Hacker News new | ask | show | jobs
by syntaxing 1017 days ago
This sounds like a really fun project, running small models would change a lot of industries like games in their example. But how do people afford these projects?! If I am doing my numbers right, it'll cost them 50K to train this model for 3T tokens.
2 comments

That's less than a month's income for a few people on here. I recall a comment from an engineer at Nvidia a year or two ago saying $700k/year was about much they were paid, in response to someone else not believing those levels.

Get together 5 people in that position and it's less than a week's income for the group. That sounds doable as a hobby for those lucky people.
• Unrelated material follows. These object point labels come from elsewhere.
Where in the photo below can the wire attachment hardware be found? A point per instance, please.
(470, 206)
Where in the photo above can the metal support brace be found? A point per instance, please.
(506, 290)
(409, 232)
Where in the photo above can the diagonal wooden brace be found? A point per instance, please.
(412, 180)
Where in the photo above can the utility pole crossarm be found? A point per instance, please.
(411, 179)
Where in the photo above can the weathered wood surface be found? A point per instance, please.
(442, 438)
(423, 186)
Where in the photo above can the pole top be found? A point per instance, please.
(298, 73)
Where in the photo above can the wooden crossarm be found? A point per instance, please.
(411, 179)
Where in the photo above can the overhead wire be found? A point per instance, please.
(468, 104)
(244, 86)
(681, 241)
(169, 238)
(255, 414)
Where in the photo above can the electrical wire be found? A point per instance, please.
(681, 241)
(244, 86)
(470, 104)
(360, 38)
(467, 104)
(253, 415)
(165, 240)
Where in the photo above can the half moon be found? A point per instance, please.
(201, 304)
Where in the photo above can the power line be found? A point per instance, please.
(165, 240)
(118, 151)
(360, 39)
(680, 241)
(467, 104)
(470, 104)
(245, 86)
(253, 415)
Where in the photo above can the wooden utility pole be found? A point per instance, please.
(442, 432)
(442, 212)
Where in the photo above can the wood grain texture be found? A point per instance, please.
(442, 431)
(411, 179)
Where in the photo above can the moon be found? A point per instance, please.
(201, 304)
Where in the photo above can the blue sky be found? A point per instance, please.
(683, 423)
More realistically, it's within range for a grant, or use of someone else's hardware if they aren't using it, as the sibling comment from wongarsu said.

Also cloud vendors sometimes give out large batches of credits to startups and such as marketing incentive to get future customers.
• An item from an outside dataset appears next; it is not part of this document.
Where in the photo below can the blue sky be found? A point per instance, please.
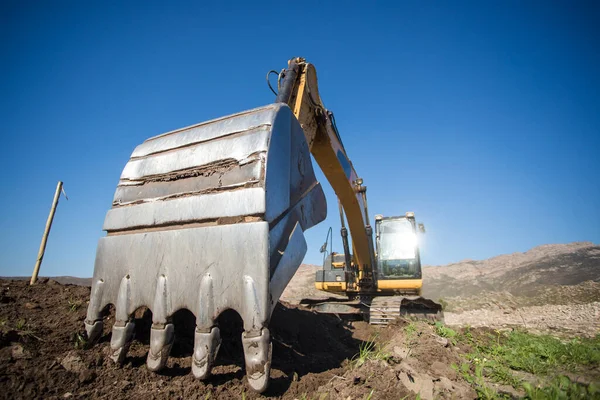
(482, 117)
$38k, based on the "90 days using 16 A100-40G" and lambdalabs prices.

That's a lot for a hobby, but small enough that it might be running on a university machine (the TinyLlama devs provide a way to cite them and all seem to work or study at Singapore University of Technology) or could be sponsored (no indication of that now, but "people made an awesome model in our cloud" is good advertisement). Government grants or grants in general also aren't out of the question, especially for a topic with this much hype.